The year was 1970-something, and Al Gore had not yet invented the internet, so there was no realistic way to compare prices before leaving the house. Black Friday hadn't yet caught on to be the shopping phenomenon we all know today, so the weekend store flyers just weren't all that helpful.
Now, modern social experimentation will tell you that woman are "gatherers" when they shop, tending to browse and "graze" if you will, while men are "hunters" going quickly for what they want and leaving as soon as the mission is accomplished, with little or no loitering.
Modern social experimentation never met this man.
This man was born to find a bargain.
This man didn't merely hunt his prey, dispatch it, and bring it home. No. He first took out a biological surveying expedition to find the premium prey at the optimum price before producing any hunting implements. This man could take a 10 minute hunting party and turn it into a 2 week National Geographic Special on wildlife habitat.
Put in terms that you might relate to, this man could not buy a pair of shoes without making sure that no other store in the entire tri-state area had shoes the same or similar enough at a cheaper price. And, once he was on a quest for said shoes, there was no stopping him until the shoes were in the trunk of the car, at the best deal anywhere in 5 counties. Very likely, nothing else was in the trunk by the time the shoes rode home with the family, because on an expedition like this, there is only time enough for one kill.
If the prey was clothing, the man would leave his wife and/or child in the dressing room, trying on outfits, while he brought back piles and piles of options to sling over the dressing room door until said family member cried out for deliverance. (Keep in mind that any succesful "try on" needed to be verified, and prices compared, at all other department stores before any purchases could be made.)
Eventually, the man had to make a deal with his wife -- the hunting party was limited to one shopping mall only, and no one but the man was required to walk back and forth across said mall more than 3 times. Also, no person was required to sit in any dressing room in any one department store for more than one hour. Legend has it that the wife threatened to sit on the curb and not move again if this deal was broken.

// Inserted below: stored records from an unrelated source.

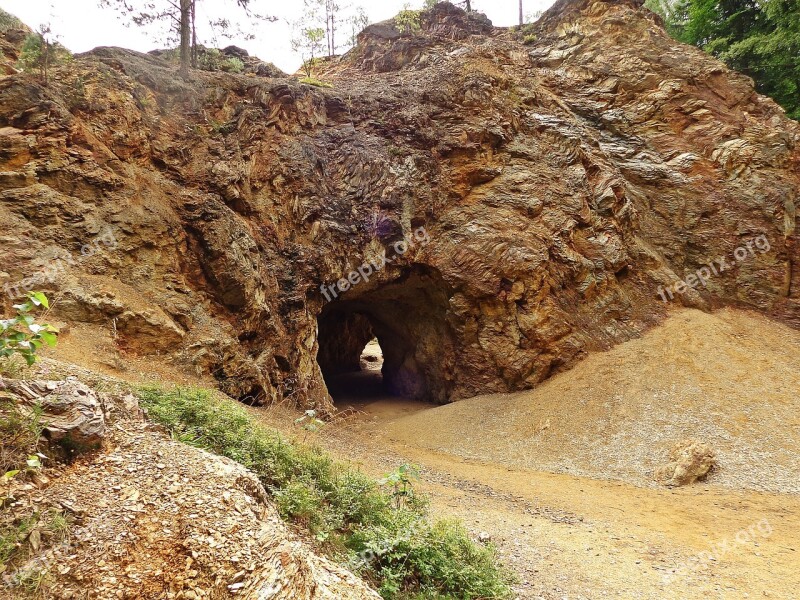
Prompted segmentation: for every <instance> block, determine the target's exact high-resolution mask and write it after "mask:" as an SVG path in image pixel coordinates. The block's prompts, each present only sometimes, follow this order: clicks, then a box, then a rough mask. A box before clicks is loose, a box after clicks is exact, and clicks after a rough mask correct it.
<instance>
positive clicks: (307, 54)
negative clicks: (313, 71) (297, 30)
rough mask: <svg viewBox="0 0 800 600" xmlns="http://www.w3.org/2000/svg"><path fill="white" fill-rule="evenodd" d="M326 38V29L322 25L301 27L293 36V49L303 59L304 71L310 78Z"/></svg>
mask: <svg viewBox="0 0 800 600" xmlns="http://www.w3.org/2000/svg"><path fill="white" fill-rule="evenodd" d="M324 40H325V30H324V29H322V27H302V26H301V27H300V29H299V30H298V32H297V35H295V37H294V38H292V50H294V51H295V52H298V53H299V54H300V56H301V58H302V59H303V66H302V69H303V73H305V75H306V77H308V78H310V77H311V76H312V74H313V71H314V66H315V65H316V64H317V61H318V60H319V56H320V55H321V54H322V50H323V45H322V43H323V41H324Z"/></svg>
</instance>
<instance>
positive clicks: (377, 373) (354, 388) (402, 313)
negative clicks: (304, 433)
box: [317, 270, 453, 403]
mask: <svg viewBox="0 0 800 600" xmlns="http://www.w3.org/2000/svg"><path fill="white" fill-rule="evenodd" d="M447 306H448V294H447V290H446V286H445V285H444V283H443V282H442V280H441V277H439V276H438V273H431V272H429V271H421V270H412V271H410V272H408V273H406V274H405V275H404V276H403V277H400V278H398V279H397V280H395V281H393V282H390V283H387V284H384V285H382V286H380V287H372V288H367V286H366V285H365V289H364V290H359V289H353V290H350V291H349V292H348V293H347V294H344V295H342V296H340V297H339V298H338V299H336V300H334V301H333V302H330V303H329V304H327V305H326V306H325V307H324V309H323V310H322V312H321V313H320V315H319V317H318V343H319V350H318V354H317V361H318V363H319V366H320V369H321V371H322V375H323V378H324V379H325V384H326V385H327V387H328V391H329V392H330V394H331V396H332V397H333V399H334V402H338V401H342V400H352V399H355V400H359V399H361V400H364V399H369V398H371V397H374V398H377V397H381V396H383V397H385V396H395V397H398V398H406V399H412V400H423V401H429V402H437V403H442V402H446V401H447V399H448V393H449V390H450V387H451V383H452V371H453V365H452V362H453V357H452V352H451V351H449V349H450V347H451V335H450V331H449V328H448V326H447V323H446V318H445V317H446V312H447Z"/></svg>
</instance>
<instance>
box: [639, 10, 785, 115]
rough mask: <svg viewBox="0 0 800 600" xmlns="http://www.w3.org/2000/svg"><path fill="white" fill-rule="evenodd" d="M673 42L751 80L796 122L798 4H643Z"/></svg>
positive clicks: (760, 89)
mask: <svg viewBox="0 0 800 600" xmlns="http://www.w3.org/2000/svg"><path fill="white" fill-rule="evenodd" d="M647 6H648V7H649V8H651V9H653V10H654V11H655V12H658V13H659V14H661V16H663V17H664V19H665V22H666V25H667V30H668V31H669V32H670V34H671V35H672V36H673V37H674V38H675V39H677V40H680V41H682V42H685V43H687V44H692V45H695V46H697V47H699V48H702V49H703V50H705V51H706V52H708V53H709V54H712V55H713V56H715V57H717V58H719V59H721V60H723V61H724V62H725V64H727V65H728V66H729V67H730V68H732V69H735V70H737V71H740V72H742V73H744V74H745V75H749V76H750V77H752V78H753V79H754V80H755V82H756V87H757V88H758V91H759V92H760V93H762V94H766V95H767V96H770V97H771V98H773V99H774V100H775V101H776V102H778V104H780V105H781V106H783V107H784V108H785V109H786V112H787V113H788V115H789V116H790V117H792V118H794V119H800V4H798V2H797V1H796V0H764V1H760V0H677V1H675V2H668V1H667V0H647Z"/></svg>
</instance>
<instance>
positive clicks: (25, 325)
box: [0, 292, 58, 366]
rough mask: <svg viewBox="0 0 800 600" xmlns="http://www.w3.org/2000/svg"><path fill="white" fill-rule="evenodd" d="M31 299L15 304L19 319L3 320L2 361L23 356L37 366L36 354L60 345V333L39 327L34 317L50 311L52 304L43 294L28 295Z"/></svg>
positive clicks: (41, 326)
mask: <svg viewBox="0 0 800 600" xmlns="http://www.w3.org/2000/svg"><path fill="white" fill-rule="evenodd" d="M26 297H27V299H26V300H25V302H22V303H21V304H15V305H14V310H15V311H16V313H17V314H16V315H15V316H13V317H12V318H10V319H0V359H8V358H11V357H12V356H14V355H15V354H19V355H20V356H22V358H24V359H25V362H26V363H28V366H31V365H33V363H35V362H36V353H37V352H38V351H39V350H40V349H41V348H42V346H43V345H45V344H47V345H48V346H50V347H54V346H55V345H56V343H57V342H58V329H56V328H55V327H53V326H52V325H47V324H39V323H37V322H36V317H34V316H33V315H32V314H31V313H33V312H35V311H37V310H40V309H49V308H50V301H49V300H48V299H47V296H45V295H44V294H43V293H42V292H28V294H27V296H26Z"/></svg>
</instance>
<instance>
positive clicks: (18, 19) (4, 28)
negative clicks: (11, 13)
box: [0, 9, 25, 33]
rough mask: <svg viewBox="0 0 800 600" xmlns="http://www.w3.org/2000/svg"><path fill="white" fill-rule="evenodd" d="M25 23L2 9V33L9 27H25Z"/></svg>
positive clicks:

Unfortunately for said wife, this family lived near the "largest shopping mall under one roof on the East Coast." While this little statistic is meaningless by itself, it translates to a mall large enough to comfortably hold four anchor stores and an ice skating rink (or 5 anchor stores and a food court, in later decades). A "quick trip to the mall" was an all day event in comparison shopping and sore feet.
This mall was surrounded by countryside and parkland, so there was no one to hear cries for help from exhausted families being run ragged looking for the best, cheapest, most efficient purchase. Passers-by, if they were listen, would have heard from this family such lovely refrains as:
"Pick me up and carry me! My feet hurt!"
"Not until they pick me up and carry me first."
To the very best of my knowledge, this man is the only man ever to have existed on the planet in the entire history of humankind to take an ordinary family of women and girls and make them beg to not have to go shopping.
This man was real. These shopping trips were real.
When this man passed away, he left behind quite a shopping legacy. He had a wife who hated shopping and would not even say the word. He had a daughter who would eventually give new meaning to "shop 'till you drop". Another of his daughters developed an uncanny ability to walk for hours in shoes that would fell runway models.
He also had a grandson who preferred shopping even more than watching Mickey Mouse ... especially if there was a little green shopping cart involved.
I fear for the future.
2 comments:
That's too funny Karin! Makes me want to rush out Christmas shopping....NOT! I'm curious which daughter is you. Hmmmm.
My sisters would have me lie on this one, but I would be the preschooler. I'm neither shopping obsessed, nor do I have feet of steel. I'm not sure what my hangup is, there are so many to choose from.